To perform a wider range of analyses, click on the MultiParse button at the top of the window. After a short delay during which macOS analyses the text in more detail, the popup menu at the top of the middle panel is enabled, and the colours of the text in that panel change, as does the colour key at the right.
To see the sample text analysed for its script (alphabet), select Script in that popup menu. This displays each script in a different colour, which includes Latin, Russian, Arabic, and more. Even those languages which macOS is unable to parse into parts of speech are recognised and labelled.
Repeat this by switching the popup menu to Language, and you’ll see that macOS is excellent at recognising almost all of the languages, although some of the East Asian languages and Esperanto at the end of the samples make it struggle.
There are two entries in the popup menu for Types: the upper of the two uses colours different from the default, and the lower is the same as when you first opened the file.
The last of the options in the popup menu shows different text from the original, at the left: these are Lemmas, word roots without grammatical alteration (inflection). Instead of the verb was, it displays the verb root be, and so on. This can be very helpful if you’re looking at the frequency of words, or trying to translate them, for instance.
Nalaprop also performs word frequency analysis, and can do that either on the words used or on their lemmas.
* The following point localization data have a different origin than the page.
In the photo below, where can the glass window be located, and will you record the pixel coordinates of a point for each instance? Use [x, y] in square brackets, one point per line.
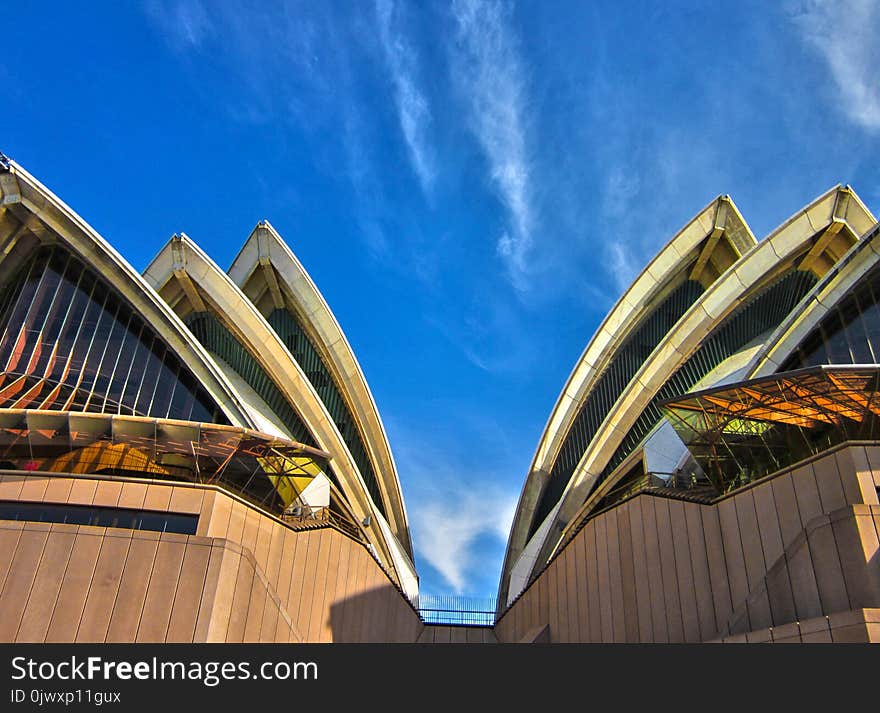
[62, 323]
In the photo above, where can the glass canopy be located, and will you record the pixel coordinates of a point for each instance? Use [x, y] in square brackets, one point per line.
[265, 470]
[741, 432]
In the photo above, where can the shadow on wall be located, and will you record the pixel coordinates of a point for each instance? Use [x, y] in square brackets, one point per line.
[379, 615]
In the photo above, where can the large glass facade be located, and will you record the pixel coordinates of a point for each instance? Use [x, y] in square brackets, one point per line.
[267, 471]
[759, 315]
[69, 342]
[218, 340]
[742, 432]
[848, 334]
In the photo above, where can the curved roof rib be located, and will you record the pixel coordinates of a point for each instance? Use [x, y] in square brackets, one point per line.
[30, 214]
[811, 242]
[270, 275]
[195, 286]
[689, 263]
[861, 259]
[792, 246]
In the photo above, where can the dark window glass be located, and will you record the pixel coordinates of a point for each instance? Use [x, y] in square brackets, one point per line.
[100, 517]
[63, 324]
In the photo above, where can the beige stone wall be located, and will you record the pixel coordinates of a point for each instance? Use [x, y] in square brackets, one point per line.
[244, 576]
[796, 546]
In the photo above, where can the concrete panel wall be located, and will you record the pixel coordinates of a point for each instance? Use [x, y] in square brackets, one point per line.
[244, 576]
[795, 547]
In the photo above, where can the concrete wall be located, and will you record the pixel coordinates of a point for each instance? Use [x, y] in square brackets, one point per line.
[794, 547]
[244, 576]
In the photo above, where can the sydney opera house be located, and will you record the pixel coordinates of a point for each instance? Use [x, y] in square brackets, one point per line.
[194, 455]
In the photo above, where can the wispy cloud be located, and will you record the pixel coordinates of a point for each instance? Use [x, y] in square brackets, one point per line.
[460, 516]
[452, 524]
[844, 33]
[488, 68]
[413, 111]
[185, 22]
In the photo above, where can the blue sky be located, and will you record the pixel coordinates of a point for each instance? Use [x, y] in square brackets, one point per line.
[471, 184]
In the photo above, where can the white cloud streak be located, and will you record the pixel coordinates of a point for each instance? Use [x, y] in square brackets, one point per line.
[451, 524]
[413, 111]
[845, 34]
[186, 23]
[489, 72]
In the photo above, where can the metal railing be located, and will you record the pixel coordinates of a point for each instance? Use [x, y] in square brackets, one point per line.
[457, 610]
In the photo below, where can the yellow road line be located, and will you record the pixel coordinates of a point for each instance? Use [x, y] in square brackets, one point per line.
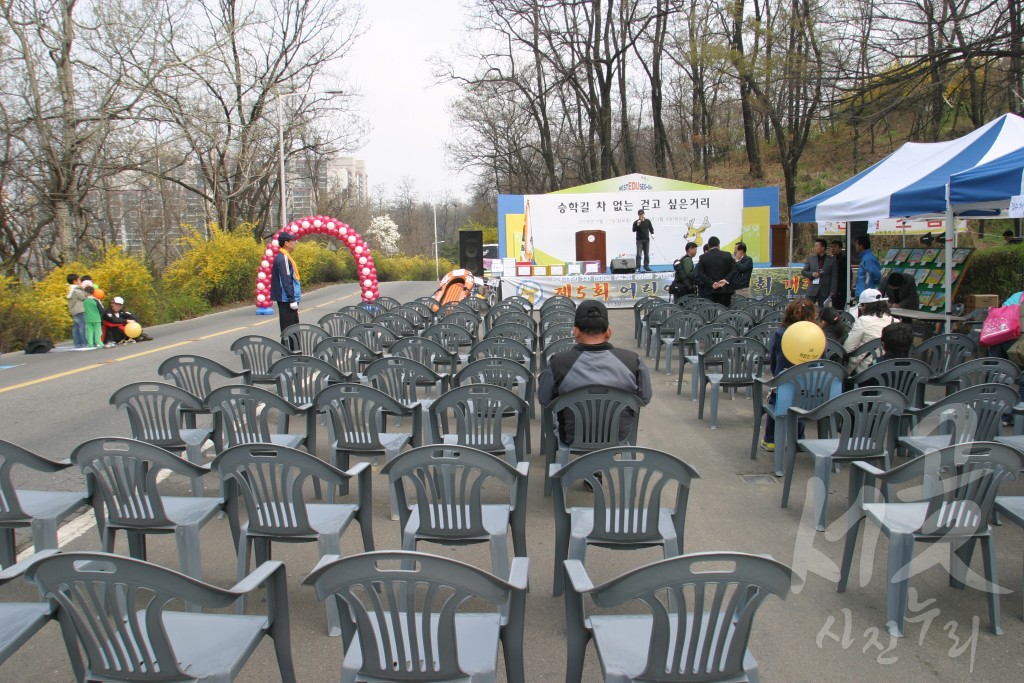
[153, 350]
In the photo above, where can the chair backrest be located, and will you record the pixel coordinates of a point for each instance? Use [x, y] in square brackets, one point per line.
[722, 592]
[475, 415]
[736, 359]
[356, 413]
[155, 411]
[808, 385]
[195, 374]
[303, 337]
[300, 378]
[448, 485]
[990, 370]
[112, 608]
[402, 379]
[452, 337]
[123, 473]
[376, 337]
[242, 415]
[974, 414]
[346, 354]
[631, 485]
[385, 592]
[864, 420]
[598, 417]
[268, 481]
[337, 324]
[943, 352]
[258, 353]
[908, 376]
[12, 455]
[426, 351]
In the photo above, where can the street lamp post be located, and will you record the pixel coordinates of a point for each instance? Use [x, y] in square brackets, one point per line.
[281, 144]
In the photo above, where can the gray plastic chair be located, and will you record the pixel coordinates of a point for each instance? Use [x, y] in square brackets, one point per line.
[257, 354]
[20, 621]
[267, 481]
[478, 416]
[728, 365]
[122, 475]
[303, 337]
[300, 378]
[974, 414]
[943, 352]
[337, 324]
[503, 347]
[632, 488]
[19, 508]
[908, 376]
[243, 415]
[805, 386]
[157, 415]
[459, 496]
[861, 424]
[114, 610]
[705, 641]
[956, 492]
[990, 370]
[195, 374]
[595, 418]
[348, 355]
[439, 639]
[356, 417]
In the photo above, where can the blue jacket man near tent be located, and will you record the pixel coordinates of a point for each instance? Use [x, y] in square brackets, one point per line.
[869, 270]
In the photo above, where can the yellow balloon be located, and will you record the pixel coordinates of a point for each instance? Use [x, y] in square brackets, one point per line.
[803, 341]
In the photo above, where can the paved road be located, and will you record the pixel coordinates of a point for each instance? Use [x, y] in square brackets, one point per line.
[51, 402]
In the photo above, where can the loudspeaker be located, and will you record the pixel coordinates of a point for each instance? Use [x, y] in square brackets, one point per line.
[471, 251]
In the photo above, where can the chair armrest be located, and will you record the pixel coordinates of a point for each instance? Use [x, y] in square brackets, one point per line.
[257, 577]
[519, 573]
[577, 574]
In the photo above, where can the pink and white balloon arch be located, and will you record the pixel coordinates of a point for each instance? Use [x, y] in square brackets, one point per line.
[365, 267]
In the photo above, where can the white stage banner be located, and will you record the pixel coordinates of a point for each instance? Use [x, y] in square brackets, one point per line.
[553, 220]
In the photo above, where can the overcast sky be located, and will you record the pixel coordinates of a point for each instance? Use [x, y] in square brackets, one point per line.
[389, 65]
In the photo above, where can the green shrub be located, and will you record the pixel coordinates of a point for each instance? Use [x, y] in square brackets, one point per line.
[997, 270]
[221, 269]
[419, 267]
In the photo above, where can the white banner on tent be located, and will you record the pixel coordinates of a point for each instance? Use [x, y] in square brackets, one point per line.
[893, 226]
[553, 220]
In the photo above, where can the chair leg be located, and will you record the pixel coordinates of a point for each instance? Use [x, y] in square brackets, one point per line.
[992, 588]
[900, 555]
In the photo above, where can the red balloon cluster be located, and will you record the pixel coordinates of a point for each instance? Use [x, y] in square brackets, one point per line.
[320, 225]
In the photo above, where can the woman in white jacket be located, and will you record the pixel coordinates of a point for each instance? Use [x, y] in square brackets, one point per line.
[872, 317]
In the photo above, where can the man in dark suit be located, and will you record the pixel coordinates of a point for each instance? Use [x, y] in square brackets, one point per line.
[717, 271]
[820, 272]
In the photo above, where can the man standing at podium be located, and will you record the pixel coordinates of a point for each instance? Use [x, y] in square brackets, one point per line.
[644, 229]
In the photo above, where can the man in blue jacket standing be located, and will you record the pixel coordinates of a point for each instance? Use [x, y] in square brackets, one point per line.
[868, 270]
[285, 282]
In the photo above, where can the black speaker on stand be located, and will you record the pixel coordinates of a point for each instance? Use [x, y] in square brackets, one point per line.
[471, 251]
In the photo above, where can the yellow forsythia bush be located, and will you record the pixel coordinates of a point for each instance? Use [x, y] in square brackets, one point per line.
[221, 269]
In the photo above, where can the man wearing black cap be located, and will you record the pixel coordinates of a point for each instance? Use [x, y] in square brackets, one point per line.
[593, 361]
[643, 227]
[285, 282]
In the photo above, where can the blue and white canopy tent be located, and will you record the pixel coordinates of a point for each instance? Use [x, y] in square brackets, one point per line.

To test this out, you’ll need a fairly long plain text document: here I’ll use a copy of Charles Dickens’ novel A Christmas Carol. Open that using the Open command, which should automatically parse it into parts of speech. Then click on the List button at the top right of the window.
All the words found in the document are then summarised by part of speech, starting with verbs. For each word found, the number of occurrences is given in parentheses. Because this analysis is performed on unmodified words, you’ll see words from the same lemma, like afford and afforded, counted separately.
Nalaprop can be smarter than that: click on the MultiParse button, and wait while macOS works through the whole document again; this can take a few moments, and you may see the spinning beachball briefly, which indicates it’s busy and not hung. When that completes, click on the List button again.
The contents of the view at the right now shows the frequency not of individual inflected words, but of their roots. In English, for example, you shouldn’t see the words am or was listed, but they’re now included in the lemmatised form be.
You can save the word frequency list (but neither of the other views) by clicking on the Save button.
Nalaprop has an extensive Help book available, also provided as a separate PDF, and two colour keys which help you see the colour palettes in detail. You can use its Find command to turn it into an interactive concordance, based on the word frequency list.
In case you’re wondering, Nalaprop correctly recognises there as a pronoun, their as a determiner, and they’re as a pronoun and verb, and even gives their lemmas respectively as there, they and they-be. Your Mac really is smarter than its spell-checker.
Nalaprop version 1.1 is available from here: nalaprop11
from Downloads above, from its Product Page, and through its auto-update mechanism.
Thanks to Larry for twisting my arm to fix this.